Will VIX accommodate?
The view from SPX:
UPDATE: 1:00 PM
ES reversed off its 2.24 on the lack of (algo) leadership. So far, it is holding at the rising white channel midline, but it’s hard to imagine it shooting higher unless VIX gets into gear. Likewise for SPX, which just backtested its white midline at 2716. Watch out if it drops through it.
By expanding ES’ falling white channel, we can see a path to, say, the red .886 at 2641.56. If VIX were to pop up to 26, I think it’d be fairly likely to occur.
This raises the question about the analog, which called for some pretty strong moves from VIX in order to manipulate SPX higher one last time.
The bullish argument: if we focus on what VIX did in 2007 rather than how it did it, it’s not that hard to see the analog still holding up — at least as far as its effect on stocks. That is, the whole point of those zig-zags in VIX was to ratchet SPX higher — which it did.
VIX moved to exactly where it needed to in order to string together some legit-looking higher highs and higher lows. Today, a pop up to 26 would create more of a drop in SPX than TPTB wish to see play out. So, instead, the rise in VIX took SPX to backtest the 2.24 at 2703 and then stopped.
Right now, the most prominent algo trigger for VIX is the yellow TL. If VIX moves back toward it or above it, stocks will drop. If, instead, it continues to follow the falling white channel bottom, dipping below 16 in the next day or two, then SPX and ES can break out.
We know the analog is off by some measure of time because SPX didn’t bottom on the same day that VIX peaked. ES did, tagging nice support at its SMA200. So, there’s a little uncertainty around that. If VIX’s spike were to occur today, for instance, instead of yesterday, SPX could tag 2678 and we could move on.
The other uncertainty concerns interest rates. As mentioned earlier, the recent rate rise is opposite from and has consequences far exceeding Oct 2014’s. It’s also opposite the move that was made around the 2007 analog period — when rates had spiked two months earlier and had just broken support when the VIX spike occurred.
Interest rates were slumping in 2007 and 2014 because equity investors were getting nervous and putting equity money into treasuries instead. In 2007, TNX broke below trend because people were panicking. Today, we need interest rates to decline in order to keep people from panicking.
But, rates are unlikely to decline as long as there’s a perception that inflation is on the rise. Bonds investors simply don’t believe it’s not going to be a problem, and are demanding to be paid for that risk. When might that perception change?
It would help if oil and gas prices were to drop further; but, that doesn’t appear likely.
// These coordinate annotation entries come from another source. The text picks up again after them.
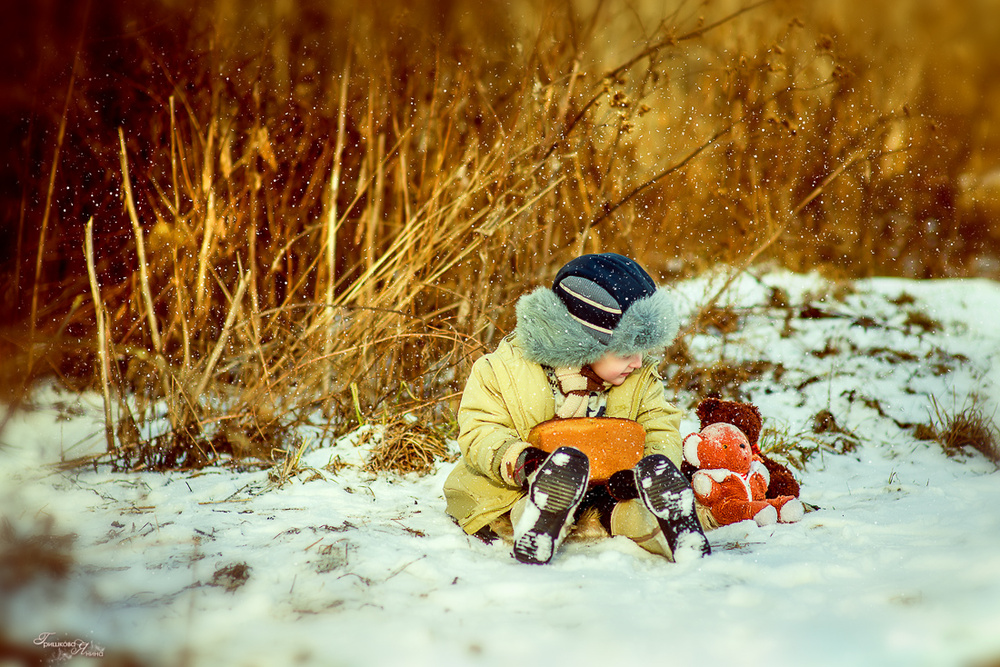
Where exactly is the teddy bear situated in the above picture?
[685,398,799,498]
[683,423,804,526]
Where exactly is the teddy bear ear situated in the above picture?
[683,433,701,467]
[694,398,719,428]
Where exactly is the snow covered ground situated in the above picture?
[0,272,1000,667]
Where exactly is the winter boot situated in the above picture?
[635,454,712,562]
[514,447,590,564]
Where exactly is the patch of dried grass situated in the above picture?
[926,397,1000,465]
[364,417,455,475]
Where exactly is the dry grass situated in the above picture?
[924,399,1000,465]
[365,418,452,475]
[0,0,1000,469]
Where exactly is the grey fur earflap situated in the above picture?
[515,287,679,368]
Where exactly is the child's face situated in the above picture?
[590,353,642,386]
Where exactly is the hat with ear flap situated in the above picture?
[516,253,678,367]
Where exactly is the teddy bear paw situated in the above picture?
[778,498,805,523]
[753,505,778,526]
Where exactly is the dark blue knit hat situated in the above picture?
[552,252,656,344]
[515,253,678,368]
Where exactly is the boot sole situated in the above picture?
[514,447,590,565]
[635,454,712,561]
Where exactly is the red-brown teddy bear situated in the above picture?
[684,423,804,526]
[696,398,799,498]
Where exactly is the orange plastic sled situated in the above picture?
[528,417,646,482]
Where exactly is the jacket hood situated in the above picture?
[514,287,679,368]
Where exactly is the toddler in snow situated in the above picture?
[444,253,715,563]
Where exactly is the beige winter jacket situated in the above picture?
[444,336,681,534]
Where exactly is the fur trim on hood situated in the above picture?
[514,287,679,368]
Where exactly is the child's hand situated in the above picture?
[513,447,549,487]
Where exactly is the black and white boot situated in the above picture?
[514,447,590,564]
[634,454,712,562]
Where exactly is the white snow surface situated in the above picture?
[0,271,1000,667]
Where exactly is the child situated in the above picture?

RB has come down significantly from its year-end ramp job, but shows no signs of reversing after bouncing at its SMA200. CL is still working its way higher in order to help stocks. With SPX on the precipice here, I’d expect both to head higher.

If both could plunge on the 28th (the day EIA reports inventory), then BLS would find a way to report very low inflation numbers for Feb when they report on March 13.
Mar 1 is day 16 of our analog, when VIX was supposed to spike higher — enabling a dip in SPX. What if instead of VIX spiking (too dangerous!!!) we saw CL plunge to 53-54 and RB to 1.61? We’d get the dip (backtest) in stocks without the risk of another big VIX spike. Wishful thinking.